Jordan's King Abdullah II named a new technocrat prime minister on Thursday after the current cabinet stepped down following Teusday's parliamentary election, a senior official said.
The king officially designated Nader Dahabi to form a new cabinet after prime minister Marouf Bakhit, who had presided over the government since November 2005, submitted his resignation, the official told AFP. "The new government will be announced Sunday and its members will be sworn in before the king," the official added.
Dahabi, 61, currently head of a special economic zone in the Red Sea port of Aqaba, served as transport minister from 2001 to 2003. He had headed Royal Jordanian airlines from 1994 to 2001, and has also served in the air force.
The development took place after the king returned from a three-way summit with President Hosni Mubarak and Palestinian leader Mahmud Abbas in the Egyptian Red Sea resort of Sharm el-Sheikh ahead of a US meeting on Middle East peace next week.

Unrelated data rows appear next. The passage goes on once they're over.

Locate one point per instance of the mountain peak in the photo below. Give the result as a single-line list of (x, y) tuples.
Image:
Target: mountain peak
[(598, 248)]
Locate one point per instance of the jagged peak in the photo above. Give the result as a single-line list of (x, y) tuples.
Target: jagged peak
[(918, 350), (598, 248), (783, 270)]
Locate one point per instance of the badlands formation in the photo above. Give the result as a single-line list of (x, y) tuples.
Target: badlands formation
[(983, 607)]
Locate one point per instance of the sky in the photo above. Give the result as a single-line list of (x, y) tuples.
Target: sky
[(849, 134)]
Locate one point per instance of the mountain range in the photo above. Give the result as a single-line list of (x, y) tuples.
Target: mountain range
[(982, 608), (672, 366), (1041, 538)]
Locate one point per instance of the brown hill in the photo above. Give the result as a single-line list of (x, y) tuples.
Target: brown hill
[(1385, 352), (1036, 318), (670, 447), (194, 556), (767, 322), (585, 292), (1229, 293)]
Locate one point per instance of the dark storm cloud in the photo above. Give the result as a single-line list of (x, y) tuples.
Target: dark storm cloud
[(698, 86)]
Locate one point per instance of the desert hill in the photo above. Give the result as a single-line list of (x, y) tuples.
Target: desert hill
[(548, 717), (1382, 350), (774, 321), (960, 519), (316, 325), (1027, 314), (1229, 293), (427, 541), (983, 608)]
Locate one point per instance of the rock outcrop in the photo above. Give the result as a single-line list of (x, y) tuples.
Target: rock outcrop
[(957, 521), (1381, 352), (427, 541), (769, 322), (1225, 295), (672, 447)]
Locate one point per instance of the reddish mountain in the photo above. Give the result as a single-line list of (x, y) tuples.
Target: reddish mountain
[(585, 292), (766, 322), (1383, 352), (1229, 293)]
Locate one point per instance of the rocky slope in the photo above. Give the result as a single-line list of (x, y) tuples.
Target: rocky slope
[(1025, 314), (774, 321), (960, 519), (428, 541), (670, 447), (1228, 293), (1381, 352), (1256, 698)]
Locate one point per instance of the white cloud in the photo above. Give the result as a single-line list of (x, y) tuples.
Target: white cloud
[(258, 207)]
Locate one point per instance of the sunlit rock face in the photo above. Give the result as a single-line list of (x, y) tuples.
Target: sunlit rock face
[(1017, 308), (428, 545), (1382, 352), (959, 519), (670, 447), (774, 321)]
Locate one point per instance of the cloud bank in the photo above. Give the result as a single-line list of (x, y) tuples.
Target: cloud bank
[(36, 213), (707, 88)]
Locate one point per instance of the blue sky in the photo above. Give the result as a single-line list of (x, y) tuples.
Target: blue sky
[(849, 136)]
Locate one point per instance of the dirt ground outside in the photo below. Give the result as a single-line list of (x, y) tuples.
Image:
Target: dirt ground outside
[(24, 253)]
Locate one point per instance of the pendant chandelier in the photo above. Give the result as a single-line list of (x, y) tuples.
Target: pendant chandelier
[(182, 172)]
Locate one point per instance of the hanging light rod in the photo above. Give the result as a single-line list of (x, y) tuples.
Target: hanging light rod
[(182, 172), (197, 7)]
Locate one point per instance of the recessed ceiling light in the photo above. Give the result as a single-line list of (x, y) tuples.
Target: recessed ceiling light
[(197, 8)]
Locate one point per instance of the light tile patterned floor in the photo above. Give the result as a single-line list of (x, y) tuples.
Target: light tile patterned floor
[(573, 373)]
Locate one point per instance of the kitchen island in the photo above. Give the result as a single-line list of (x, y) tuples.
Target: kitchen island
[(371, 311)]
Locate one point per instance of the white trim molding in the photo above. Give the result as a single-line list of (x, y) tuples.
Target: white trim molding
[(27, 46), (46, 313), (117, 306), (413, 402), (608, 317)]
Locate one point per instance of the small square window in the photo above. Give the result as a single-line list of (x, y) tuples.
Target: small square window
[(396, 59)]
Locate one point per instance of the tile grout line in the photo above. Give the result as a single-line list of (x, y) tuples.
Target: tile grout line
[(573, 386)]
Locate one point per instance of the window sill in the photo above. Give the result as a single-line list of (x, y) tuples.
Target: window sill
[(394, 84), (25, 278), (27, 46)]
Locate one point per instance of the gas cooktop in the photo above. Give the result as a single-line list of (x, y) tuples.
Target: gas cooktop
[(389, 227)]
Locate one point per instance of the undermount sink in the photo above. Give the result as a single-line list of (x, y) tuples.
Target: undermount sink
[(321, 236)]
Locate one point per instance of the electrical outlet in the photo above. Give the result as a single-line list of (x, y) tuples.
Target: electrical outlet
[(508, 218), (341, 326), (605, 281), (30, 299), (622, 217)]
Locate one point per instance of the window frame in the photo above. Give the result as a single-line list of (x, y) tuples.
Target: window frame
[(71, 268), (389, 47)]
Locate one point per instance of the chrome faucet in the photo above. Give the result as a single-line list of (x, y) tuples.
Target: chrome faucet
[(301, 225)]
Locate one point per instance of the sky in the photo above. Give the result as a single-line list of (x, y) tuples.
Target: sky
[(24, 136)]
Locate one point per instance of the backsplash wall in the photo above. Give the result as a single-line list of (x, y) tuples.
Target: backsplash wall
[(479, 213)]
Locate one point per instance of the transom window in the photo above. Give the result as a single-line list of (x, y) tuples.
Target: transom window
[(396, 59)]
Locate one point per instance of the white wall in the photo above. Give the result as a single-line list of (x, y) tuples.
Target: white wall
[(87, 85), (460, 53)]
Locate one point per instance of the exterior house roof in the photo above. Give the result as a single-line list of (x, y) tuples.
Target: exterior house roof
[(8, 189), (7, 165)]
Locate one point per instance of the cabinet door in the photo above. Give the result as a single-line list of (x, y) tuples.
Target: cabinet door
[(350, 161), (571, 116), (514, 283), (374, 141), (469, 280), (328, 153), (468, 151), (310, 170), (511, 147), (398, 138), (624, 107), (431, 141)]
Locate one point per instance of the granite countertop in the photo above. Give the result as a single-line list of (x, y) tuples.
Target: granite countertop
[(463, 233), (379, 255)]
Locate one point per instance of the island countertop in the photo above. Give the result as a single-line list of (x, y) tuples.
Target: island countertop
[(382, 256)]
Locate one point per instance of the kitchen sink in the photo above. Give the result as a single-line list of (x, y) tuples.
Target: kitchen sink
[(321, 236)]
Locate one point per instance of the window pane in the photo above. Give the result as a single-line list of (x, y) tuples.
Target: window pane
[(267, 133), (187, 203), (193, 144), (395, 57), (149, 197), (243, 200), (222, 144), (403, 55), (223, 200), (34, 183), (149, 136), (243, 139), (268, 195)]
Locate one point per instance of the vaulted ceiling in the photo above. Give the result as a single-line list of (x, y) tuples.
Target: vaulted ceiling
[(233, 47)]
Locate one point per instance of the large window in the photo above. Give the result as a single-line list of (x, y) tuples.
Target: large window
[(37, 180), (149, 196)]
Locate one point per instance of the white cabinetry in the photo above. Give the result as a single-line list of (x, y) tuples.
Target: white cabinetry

During the discussion, Mubarak and the king affirmed their "full support to the Palestinian position that calls for discussing the issues of final solution which will lead to establishing an independent and livable Palestinian state within a timetable," Petra news agency reported.
The Jordanian-Egyptian-Palestinian trilateral summit, which was held concurrently with meeting of the Arab Foreign Ministers for the same purpose, affirmed the "necessity of coordinating the Arab stands," the news agency added.
The Jordanian king urged Israel to enter into serious negotiations and "to adopt positive attitudes that help to reach a lasting and comprehensive peace in the region, stressing the importance of dealing with the Syrian and Lebanese tracks, especially the issue of the occupied Golan."